Basketball is an essential part of my and my neighborhood’s life. There’s so much that can be written about playground basketball culture. Here’s one piece.
Yesterday while on my way to the store, i noticed some friends shooting around in the park. As is usually the case for me and so many people in the neighborhood, my reaction was to approach them, put my hands up, and ask, “Yo! Can I Get A Shot?!”
In a way, this interaction is like a rite of passage for a bballer growing up in the hood. As children having fun on the court, all of us have had to “give up the rock” to an older person demanding a quick shot before going about their business. This genuinely annoying fact of life is a generally tolerated and accepted part of the local playground culture. Once we’re older, we switch place and become the person demanding a quick shot.

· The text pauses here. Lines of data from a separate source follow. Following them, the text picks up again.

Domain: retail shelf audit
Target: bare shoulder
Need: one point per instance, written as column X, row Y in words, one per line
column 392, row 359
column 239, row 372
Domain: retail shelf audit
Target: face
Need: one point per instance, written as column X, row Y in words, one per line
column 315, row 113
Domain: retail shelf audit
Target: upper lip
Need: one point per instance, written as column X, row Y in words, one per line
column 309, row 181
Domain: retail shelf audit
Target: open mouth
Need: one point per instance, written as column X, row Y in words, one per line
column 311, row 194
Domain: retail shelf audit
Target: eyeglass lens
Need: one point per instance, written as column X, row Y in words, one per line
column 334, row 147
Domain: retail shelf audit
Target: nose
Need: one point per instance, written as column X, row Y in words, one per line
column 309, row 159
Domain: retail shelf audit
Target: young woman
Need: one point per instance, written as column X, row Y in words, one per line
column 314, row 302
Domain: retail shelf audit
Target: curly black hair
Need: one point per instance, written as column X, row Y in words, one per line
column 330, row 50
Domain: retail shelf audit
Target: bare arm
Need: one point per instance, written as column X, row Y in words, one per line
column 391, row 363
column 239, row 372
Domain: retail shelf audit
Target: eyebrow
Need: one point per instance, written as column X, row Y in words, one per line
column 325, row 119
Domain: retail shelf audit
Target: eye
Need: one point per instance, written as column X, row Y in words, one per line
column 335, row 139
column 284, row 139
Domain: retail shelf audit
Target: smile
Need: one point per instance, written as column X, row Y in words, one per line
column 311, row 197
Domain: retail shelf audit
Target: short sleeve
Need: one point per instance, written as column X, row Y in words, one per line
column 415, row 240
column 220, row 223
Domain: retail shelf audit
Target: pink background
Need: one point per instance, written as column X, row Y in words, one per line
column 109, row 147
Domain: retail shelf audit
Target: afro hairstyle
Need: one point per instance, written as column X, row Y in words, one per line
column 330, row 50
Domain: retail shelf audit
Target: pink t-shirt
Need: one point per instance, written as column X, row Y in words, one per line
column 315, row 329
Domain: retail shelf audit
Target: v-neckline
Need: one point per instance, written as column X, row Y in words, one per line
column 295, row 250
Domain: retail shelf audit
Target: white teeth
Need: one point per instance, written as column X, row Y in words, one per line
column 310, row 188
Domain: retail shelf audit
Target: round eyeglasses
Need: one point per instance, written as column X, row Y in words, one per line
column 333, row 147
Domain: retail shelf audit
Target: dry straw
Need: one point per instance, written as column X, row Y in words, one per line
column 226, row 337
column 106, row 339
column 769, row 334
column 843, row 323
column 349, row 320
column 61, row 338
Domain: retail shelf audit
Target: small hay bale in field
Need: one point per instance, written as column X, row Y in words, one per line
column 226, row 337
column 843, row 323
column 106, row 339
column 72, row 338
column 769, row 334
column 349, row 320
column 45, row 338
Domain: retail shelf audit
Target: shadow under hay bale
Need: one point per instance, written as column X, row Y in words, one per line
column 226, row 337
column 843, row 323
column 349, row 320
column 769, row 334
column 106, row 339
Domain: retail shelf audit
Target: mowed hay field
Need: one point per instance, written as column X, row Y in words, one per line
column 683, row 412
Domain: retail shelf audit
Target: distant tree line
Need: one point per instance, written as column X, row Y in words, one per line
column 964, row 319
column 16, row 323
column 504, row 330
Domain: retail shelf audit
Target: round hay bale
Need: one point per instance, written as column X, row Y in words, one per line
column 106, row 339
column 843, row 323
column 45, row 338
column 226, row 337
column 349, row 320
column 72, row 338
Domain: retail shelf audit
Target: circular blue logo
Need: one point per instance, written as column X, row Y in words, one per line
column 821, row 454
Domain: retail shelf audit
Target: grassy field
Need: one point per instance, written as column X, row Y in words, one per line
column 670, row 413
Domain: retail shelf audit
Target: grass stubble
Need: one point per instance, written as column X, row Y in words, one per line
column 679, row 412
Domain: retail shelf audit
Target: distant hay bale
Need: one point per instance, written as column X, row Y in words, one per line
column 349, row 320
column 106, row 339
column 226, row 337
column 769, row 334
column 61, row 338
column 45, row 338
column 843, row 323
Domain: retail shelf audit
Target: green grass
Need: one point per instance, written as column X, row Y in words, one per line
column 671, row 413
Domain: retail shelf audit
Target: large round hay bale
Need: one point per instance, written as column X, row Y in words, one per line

Of course, as a person with a highly sensitive moral consciousness, i often question the way i have seen people go about asking for a shot, obviously meaning to take the ball whether the youth cares or not. In the past i have even seen people “jokingly threaten” in a very believable manner to take the young person’s ball and walk away with it if they didn’t give it up for that moment. Also, i’ve seen people abuse their position in the arbitrary age hierarchy and “hog the ball” for periods of 10 to even 30 minutes!
C’mon my peers! We can do better!
Anyway, i asked for the shot the only way i could as the unique individual i am in these projects: politely but in an assertive tone.
The first shot, a three-pointer from the corner, was a brick—an “airball”. After i grabbed the next rebound, i took two steps forward along the baseline and drained a set shot. Getting my “respect”, that second shot awarded after making a first, i took two steps back, called it, and let a jumper rip, restricted as i was in my belted jeans, tucked in button down shirt, and North Face coat. After going in, the shot came back out, rolled on the rim, then uneventfully went down between the iron. How sweet it was! i proceeded to the store with a smile. More park stories to come.